Without live theater, Broadway actors, like many across the country, have spent a year in limbo. Some, like Moulin Rouge! star Tveit, have found work acting in TV and movies. Kathryn Gallagher, of Jagged Little Pill, wrote and recorded her own music. Moss, the Six director, directed the much-acclaimed Ratatouille: The TikTok Musical. But many members of the Broadway community are unemployed or have had to find entirely new jobs; Clayton, of the Moulin Rouge! ensemble, now works in real estate, which he hopes to continue alongside acting when theaters reopen.

“We were on the eve of something,” said Gallagher of March 11, 2020. “I don’t think anyone in their wildest dreams imagined it’d be a year-plus shutdown.”
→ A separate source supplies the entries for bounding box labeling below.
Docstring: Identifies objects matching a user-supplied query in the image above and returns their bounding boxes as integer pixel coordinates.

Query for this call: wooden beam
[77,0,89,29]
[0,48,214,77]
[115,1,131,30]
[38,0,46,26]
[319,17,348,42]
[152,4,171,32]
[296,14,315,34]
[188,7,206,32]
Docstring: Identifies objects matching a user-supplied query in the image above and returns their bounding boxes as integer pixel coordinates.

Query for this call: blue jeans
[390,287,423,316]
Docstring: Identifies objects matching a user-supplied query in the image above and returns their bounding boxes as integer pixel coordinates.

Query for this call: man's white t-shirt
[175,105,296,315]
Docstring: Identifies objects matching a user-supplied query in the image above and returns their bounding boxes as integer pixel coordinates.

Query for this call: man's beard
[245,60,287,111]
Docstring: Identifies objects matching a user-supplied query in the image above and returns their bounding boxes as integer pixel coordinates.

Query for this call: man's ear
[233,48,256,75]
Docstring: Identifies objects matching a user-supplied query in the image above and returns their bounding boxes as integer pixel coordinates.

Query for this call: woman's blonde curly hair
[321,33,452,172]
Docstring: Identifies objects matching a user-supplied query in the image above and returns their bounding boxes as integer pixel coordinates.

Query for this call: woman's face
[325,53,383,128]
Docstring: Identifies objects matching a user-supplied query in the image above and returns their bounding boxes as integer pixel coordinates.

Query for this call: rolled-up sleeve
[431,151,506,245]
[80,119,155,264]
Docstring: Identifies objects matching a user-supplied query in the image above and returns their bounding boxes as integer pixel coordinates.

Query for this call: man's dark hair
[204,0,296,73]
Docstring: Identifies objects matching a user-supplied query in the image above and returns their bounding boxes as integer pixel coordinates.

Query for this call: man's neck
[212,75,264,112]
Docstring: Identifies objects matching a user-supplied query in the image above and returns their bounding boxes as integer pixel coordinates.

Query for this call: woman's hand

“I thought at the most we’d shut down for two weeks or a month,” said Tveit. “I would’ve been utterly devastated in that moment if I’d known; here we are, a year later, and we still don’t know when we can go back.”

McIntosh spent much of the pandemic recuperating at his mother’s house in Georgia. He’s now back in New York working his job as a teacher. Like everyone else, he does not know when he might ever usher a Broadway show again.

The anniversary of his illness has also resurfaced all his painful, traumatic memories. He recalls how frightening it was having to advocate for himself, knowing medical racism still runs rampant, and he remains deeply grateful to the Black healthcare workers he feels listened to him and treated him with empathy.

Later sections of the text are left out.